“Ada warga yang cerita sama saya, mau gimana lagi lha wong itu yang bisa ia lakukan. Saya hanya bisa kasih saran, kalau denger suara orang bercinta, Stel (bunyikan) musik yang keras,” kata Hardi Utoyo, salah seorang tokoh masyarakat di kawasan Tretes, Prigen.
Prigen (wartabromo) – Gambaran yang disampaikan oleh Hardi, menunjukkan jika telah terjadi pergolakan batin yang dialami oleh warga di lingkungan Tretes, Prigen selama ini. Namun demikian, pergolakan itu telah ditutupi oleh tingginya sikap toleransi yang selama ini dijalankan oleh warga.
Kemunculan Perda nomer 10 tahun 2001 tentang larangan pelacuran di wilayah Kabupaten Pasuruan seakan tak mengusik ketenangan bisnis yang telah melilit warga bersama para pengunjung ‘nakalnya’ di kawasan tretes, Prigen ini.
“Kehidupan disini sangat kondusif, aman, tentram. Bisnis “Begituan” tertutup dan rapi, namun perlu diketahui bahwa para mucikari serta PSK bukan penduduk asli setempat, rata-rata dari Banyuwangi, Malang maupun Bondowoso,” kata salah seorang Ketua RT di lingkungan Watu Adem.
Menurutnya, lingkungannya sangat aman lantaran jarang sekali terjadi grebekan atau razia dari Polsek maupun Satpol PP.
“Tidak ada iuran atau upeti, cuma kalau dan even (kegiatan) yang diadakan Polsek, Kecamatan atau Kelurahan kita minta para mucikari untuk andil dan berpartisipasi,” tambahnya.

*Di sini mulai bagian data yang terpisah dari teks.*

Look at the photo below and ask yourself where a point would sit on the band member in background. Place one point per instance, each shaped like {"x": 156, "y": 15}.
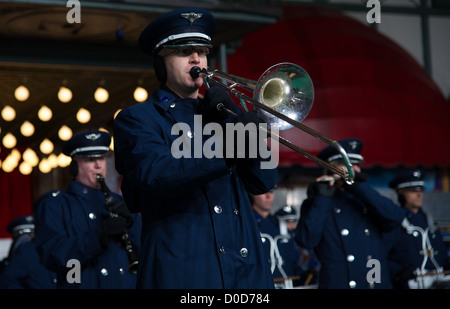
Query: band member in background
{"x": 22, "y": 268}
{"x": 343, "y": 224}
{"x": 417, "y": 248}
{"x": 280, "y": 248}
{"x": 198, "y": 226}
{"x": 74, "y": 224}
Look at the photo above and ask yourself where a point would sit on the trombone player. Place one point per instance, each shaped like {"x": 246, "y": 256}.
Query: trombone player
{"x": 198, "y": 226}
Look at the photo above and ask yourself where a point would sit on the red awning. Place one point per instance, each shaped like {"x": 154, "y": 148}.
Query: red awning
{"x": 366, "y": 86}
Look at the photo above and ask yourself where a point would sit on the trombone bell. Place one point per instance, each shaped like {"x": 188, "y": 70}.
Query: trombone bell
{"x": 286, "y": 88}
{"x": 282, "y": 97}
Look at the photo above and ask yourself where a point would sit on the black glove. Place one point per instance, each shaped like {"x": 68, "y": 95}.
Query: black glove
{"x": 404, "y": 275}
{"x": 321, "y": 188}
{"x": 359, "y": 178}
{"x": 111, "y": 228}
{"x": 250, "y": 137}
{"x": 213, "y": 96}
{"x": 119, "y": 208}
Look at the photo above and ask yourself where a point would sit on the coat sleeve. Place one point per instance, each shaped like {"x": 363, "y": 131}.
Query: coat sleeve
{"x": 313, "y": 215}
{"x": 143, "y": 155}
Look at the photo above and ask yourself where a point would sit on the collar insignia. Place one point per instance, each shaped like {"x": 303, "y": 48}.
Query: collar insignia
{"x": 92, "y": 136}
{"x": 353, "y": 144}
{"x": 191, "y": 17}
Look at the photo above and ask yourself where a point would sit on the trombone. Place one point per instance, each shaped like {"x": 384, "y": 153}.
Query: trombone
{"x": 283, "y": 97}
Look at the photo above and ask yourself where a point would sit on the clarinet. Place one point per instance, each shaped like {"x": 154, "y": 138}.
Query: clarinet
{"x": 125, "y": 241}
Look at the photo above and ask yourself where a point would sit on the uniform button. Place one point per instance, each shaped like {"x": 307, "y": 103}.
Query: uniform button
{"x": 104, "y": 272}
{"x": 243, "y": 252}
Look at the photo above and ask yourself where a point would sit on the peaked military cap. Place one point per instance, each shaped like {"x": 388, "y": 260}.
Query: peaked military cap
{"x": 22, "y": 223}
{"x": 352, "y": 146}
{"x": 287, "y": 213}
{"x": 178, "y": 28}
{"x": 411, "y": 179}
{"x": 88, "y": 144}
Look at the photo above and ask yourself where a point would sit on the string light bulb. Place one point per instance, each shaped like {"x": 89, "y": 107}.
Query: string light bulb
{"x": 83, "y": 115}
{"x": 9, "y": 140}
{"x": 8, "y": 113}
{"x": 45, "y": 113}
{"x": 21, "y": 93}
{"x": 140, "y": 94}
{"x": 46, "y": 146}
{"x": 30, "y": 156}
{"x": 27, "y": 128}
{"x": 64, "y": 94}
{"x": 65, "y": 133}
{"x": 101, "y": 95}
{"x": 25, "y": 168}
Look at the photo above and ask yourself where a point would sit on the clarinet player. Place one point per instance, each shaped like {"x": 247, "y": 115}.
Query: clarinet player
{"x": 74, "y": 225}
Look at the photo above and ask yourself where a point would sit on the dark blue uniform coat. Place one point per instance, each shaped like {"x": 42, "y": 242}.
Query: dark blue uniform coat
{"x": 345, "y": 233}
{"x": 67, "y": 224}
{"x": 24, "y": 270}
{"x": 198, "y": 225}
{"x": 405, "y": 252}
{"x": 285, "y": 245}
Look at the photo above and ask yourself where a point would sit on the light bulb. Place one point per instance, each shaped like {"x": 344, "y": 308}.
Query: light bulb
{"x": 140, "y": 94}
{"x": 30, "y": 157}
{"x": 46, "y": 146}
{"x": 9, "y": 140}
{"x": 27, "y": 128}
{"x": 83, "y": 115}
{"x": 25, "y": 168}
{"x": 101, "y": 95}
{"x": 44, "y": 166}
{"x": 65, "y": 133}
{"x": 64, "y": 94}
{"x": 8, "y": 113}
{"x": 45, "y": 113}
{"x": 22, "y": 93}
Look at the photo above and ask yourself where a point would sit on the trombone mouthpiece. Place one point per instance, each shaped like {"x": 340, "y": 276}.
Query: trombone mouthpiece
{"x": 195, "y": 72}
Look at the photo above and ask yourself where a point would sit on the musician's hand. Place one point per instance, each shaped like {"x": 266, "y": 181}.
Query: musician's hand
{"x": 119, "y": 208}
{"x": 111, "y": 228}
{"x": 322, "y": 188}
{"x": 213, "y": 96}
{"x": 359, "y": 178}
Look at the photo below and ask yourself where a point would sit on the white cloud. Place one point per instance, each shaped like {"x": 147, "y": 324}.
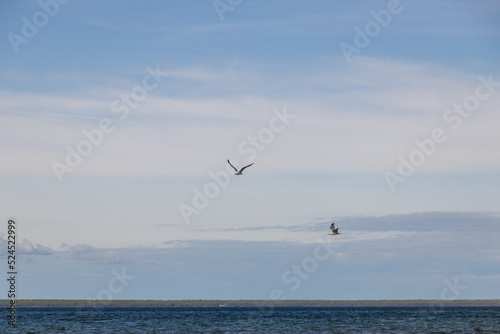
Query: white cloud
{"x": 93, "y": 254}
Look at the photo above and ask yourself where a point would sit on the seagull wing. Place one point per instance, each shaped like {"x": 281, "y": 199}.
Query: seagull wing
{"x": 241, "y": 170}
{"x": 232, "y": 165}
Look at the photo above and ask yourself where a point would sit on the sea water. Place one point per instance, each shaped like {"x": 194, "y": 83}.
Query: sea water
{"x": 48, "y": 320}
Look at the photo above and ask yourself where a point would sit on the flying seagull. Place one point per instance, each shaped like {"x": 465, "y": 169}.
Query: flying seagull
{"x": 334, "y": 231}
{"x": 238, "y": 172}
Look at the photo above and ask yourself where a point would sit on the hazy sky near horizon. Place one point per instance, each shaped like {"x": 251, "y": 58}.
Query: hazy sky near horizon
{"x": 117, "y": 118}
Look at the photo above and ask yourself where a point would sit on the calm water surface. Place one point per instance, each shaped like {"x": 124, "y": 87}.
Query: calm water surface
{"x": 255, "y": 320}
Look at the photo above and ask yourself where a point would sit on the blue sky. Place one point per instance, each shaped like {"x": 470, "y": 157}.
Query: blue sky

Aturan Pemerintah yang melarang adanya praktek prostitusi, hampir tidak ditaati. Hal ini terjadi karena proses kemunculan perda tersebut sama sekali tidak melibatkan tokoh masyarakat Prigen serta tidak menyerap aspirasi warga.
Bisnis prostitusi di kawasan Tretes, Prigen ini adalah salah satu roda ekonomi bagi warga baik oleh tukang ojek, pemilik villa, pedagang bakso, sate, warung-warung kelontong dan lain-lain. Minimnya pengembangan dan promosi wisata oleh Pemerintah daerah terhadap kawasan ini adalah salah satu faktor penyebabnya.
(Baca: Curhat PSK Tretes Alasannya Terjun ke Dunia Esek-esek)
Di lingkungan Watu Adem terdapat 42 Kepala Keluarga, sedangkan rumah atau villa yang dikontrakan oleh warga ada 8 unit dengan jumlah mucikari sebanyak 8 orang dengan anak ‘nakalnya’ antara 3-5 orang.
Yang menarik, kehidupan warga di lingkungan ini sangat menjunjung tinggi toleransi. Pembacaan yasin dan tahlil tetap diselenggarakan setiap minggunya khususnya pada malam jumat. Para tukang ojek pun sangat tertib satu sama lain dan saling memahami aturan mainnya.
(Baca: Kenalan Sama “Mbak-mbak” Tretes)
“Warga sudah terbiasa dan sama sekali tak terpengaruh,” Ujar Ustadz Suharto (65) Ketua ta’mir Musholla Miftahul Iman, Kelurahan Pecalukan yang lokasinya tak jauh dari lingkungan Watu Adem.
Imam Masjid dan juga pengajar TPQ dengan 15 santri ini mempunyai motto “Islam Itu Damai” sehingga tak pernah ada pertentangan dari warga akan adanya prostitusi. “Yang penting semua sudah paham,” tambahnya.
Agar suasana kondusif dan warga tak terpengaruh, lanjutnya, dirinya sering memberi arahan kepada santrinya supaya menjadi anak yang baik dan taat kepada orang tua, arahan tersebut kerap diberikan kepada warga saat mengisi acara rutin tahlilan atau yasinan yang diselenggarakan di rumah warga secara bergantian.
Menurutnya, baik para PSK maupun mucikari rata-rata bukan merupakan warga asli Pencalukan melainkan dari luar Prigen.
Salah seorang warga lainnya yang tinggal di lingkungan Gang Sono mengatakan, awalnya mereka risih dengan adanya wanita penjajah seks di kawasan tersebut. Namun lama kelamaan warga menjadi biasa, bahkan tidak peduli lagi terhadap profesi PSK yang ada di sekitarnya. Kendati demikian, warga selalu waspada terhadap bahaya penyakit seksual menular seperti HIV/AID yang bisa saja mengancam warga setempat.